Nimue dejó que el cabello le cayera como una cortina sobre la cara, mirando tímidamente al Merlín:
—¿Tengo que hacerlo?
—Os lo ruego —dijo él—. Vuestra voz es melodiosa y percibo que vuestras manos arrancarán encantamientos a las cuerdas.
«Así será, si la Diosa me ayuda.» Nimue aplicó los dedos al instrumento, recordando que no tenía que tocar ninguna canción de Avalón que Kevin pudiera reconocer. Comenzó con algo que había oído en la corte: una canción de taberna, no muy decorosa para una doncella. Luego, un lamento aprendido de cierto arpista del norte: el lamento de un pescador que busca las luces de su casa desde el mar. Al terminar la canción se levantó tímidamente.
—Os agradezco que me prestarais el arpa. ¿Puedo pedírosla en otra ocasión, para no perder la práctica?
—Os la regalo —dijo Kevin—. Ahora que he oído vuestra música, no podría pertenecer a nadie más. Conservadla, os lo ruego. Tengo varias.
—Sois muy amable —murmuró Nimue—. Ahora que tengo con qué hacer música, os ruego que no me privéis de la vuestra.
—Tocaré para vos cuantas veces me lo pidáis —aseveró Kevin.
Y Nimue comprendió que lo decía con el corazón. Al inclinarse para recibir el instrumento se las compuso para rozarlo, murmurando por lo bajo:
—No bastan las palabras para expresar mi gratitud. Quizá llegue el momento en que pueda manifestárosla de manera más adecuada.

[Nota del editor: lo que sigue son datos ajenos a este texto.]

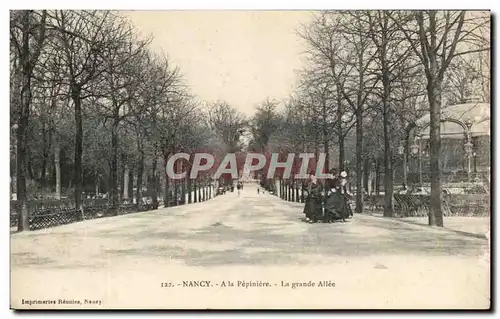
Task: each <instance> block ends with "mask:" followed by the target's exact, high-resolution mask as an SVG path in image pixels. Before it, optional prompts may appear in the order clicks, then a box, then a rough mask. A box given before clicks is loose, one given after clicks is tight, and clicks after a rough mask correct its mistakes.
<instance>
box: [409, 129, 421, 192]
mask: <svg viewBox="0 0 500 319" xmlns="http://www.w3.org/2000/svg"><path fill="white" fill-rule="evenodd" d="M417 141H418V142H417ZM419 144H420V145H419ZM421 144H422V141H421V138H420V136H417V137H415V142H414V143H413V145H412V146H411V153H412V154H413V155H414V156H417V155H418V178H419V184H420V187H423V186H424V185H423V178H422V145H421Z"/></svg>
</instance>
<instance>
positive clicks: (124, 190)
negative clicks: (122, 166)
mask: <svg viewBox="0 0 500 319" xmlns="http://www.w3.org/2000/svg"><path fill="white" fill-rule="evenodd" d="M129 177H130V168H129V167H128V164H125V169H124V172H123V199H129V196H128V195H129V190H128V187H129V185H130V181H129Z"/></svg>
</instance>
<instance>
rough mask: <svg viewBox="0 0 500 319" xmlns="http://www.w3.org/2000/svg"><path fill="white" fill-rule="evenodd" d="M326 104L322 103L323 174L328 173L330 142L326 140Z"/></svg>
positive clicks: (329, 168)
mask: <svg viewBox="0 0 500 319" xmlns="http://www.w3.org/2000/svg"><path fill="white" fill-rule="evenodd" d="M326 116H327V112H326V103H323V147H324V149H325V166H324V170H325V173H328V172H329V171H330V145H329V143H330V141H329V139H328V123H327V121H326Z"/></svg>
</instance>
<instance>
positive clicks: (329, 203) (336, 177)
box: [323, 170, 340, 223]
mask: <svg viewBox="0 0 500 319" xmlns="http://www.w3.org/2000/svg"><path fill="white" fill-rule="evenodd" d="M330 174H331V175H332V177H331V178H328V179H326V181H325V216H324V220H323V221H324V222H325V223H332V222H334V221H335V220H336V219H337V218H338V217H339V216H340V215H339V214H338V212H337V206H338V198H337V197H338V196H337V194H336V193H337V189H338V188H339V186H340V182H339V179H338V177H337V172H336V171H335V170H332V171H331V172H330Z"/></svg>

El bardo la miró deslumbrado. La joven se descubrió sosteniéndole la mirada con idéntica intensidad.
«Hechizo de doble filo, ciertamente. Yo también soy víctima.»
Cuando se fue, Nimue se sentó junto a Ginebra, obediente y trató de concentrarse en la tarea de hilar.
—Qué bien tocas, Nimue —comentó la reina—. No hace falta que te pregunte dónde aprendiste. Cierta vez Morgana cantó ese mismo lamento.
Nimue desvió los ojos.
—Contadme algo de Morgana. Ya no vivía en Avalón cuando llegué. Estaba casada con un rey… ¿El de Lothian?
—Gales del norte —corrigió Ginebra.
Nimue, que lo sabía perfectamente, no era del todo falsa. Para ella Morgana seguía siendo una incógnita y deseaba saber cómo la veían quienes la habían conocido en el mundo.
—Era una de mis damas —continuó la reina—. Arturo me la asignó el día que nos casamos. Se habían criado separados y él apenas la conocía.
Mientras escuchaba con atención, Nimue comprendió que había algo más bajo la antipatía de Ginebra: respeto, algo de temor y hasta ternura. «Si no fuera tan fanáticamente cristiana la habría amado», se dijo. Pero no pudo dedicar a su relato una atención plena: su mente era un torbellino.